Anyone have a remedy for a Sig 230 with original magazines not wanting to be removed?
I have two from Sig and have identical problem on both? 
Can magazine be sanded?
Would Replacing detente spring with weaker one help?
Suggestions welcome


----------



## rex (Jan 27, 2012)

Are these the originals or spares?I had blue and stainless and they interchanged fine.

What exactly is it doing?By design,the mag release keeps pressure on the back of the mag so you have to pull it out.If it's actually catching it isn't right.


----------



## goldengun (Mar 5, 2012)

They are the originals, 
Someone told me to lube the magazine with a high-grade silicon oil on all for sides let it sit for 1 hour and reapply the oil again. I tried it and it did help a lot.
I will reapply again and see what happens. 

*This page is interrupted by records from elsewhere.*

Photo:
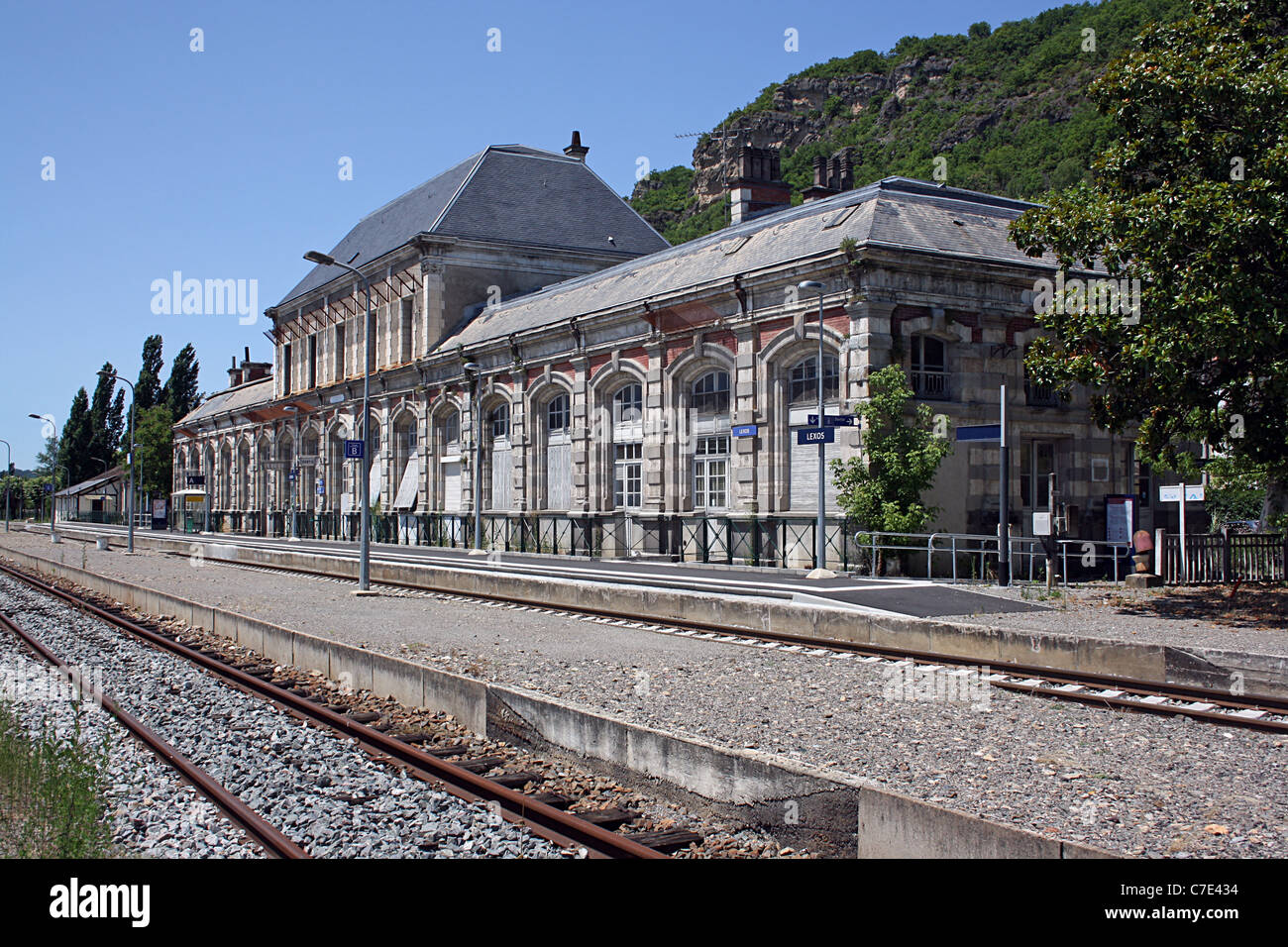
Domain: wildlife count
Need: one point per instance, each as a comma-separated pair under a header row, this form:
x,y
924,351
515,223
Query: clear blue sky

Thanks for your suggestions


----------



## rex (Jan 27, 2012)

Just be sure you don't get any on the follower and feed lips,it could cause inertia feed problems.Also be carefull you don't transfer any lube to the ammo while loading for the same reason,but I don't know if it could affect anything as far as what would normally be called early unlocking since this is a blowback operated design,but you want the case to be dry to expand and grab the chamber walls as intended.I could see a slippery case starting to extract sooner compared to a dry one stalling the process a split second,but I don't know if it matters.I always accepted the downfall of a heel mag release and lived with it.


----------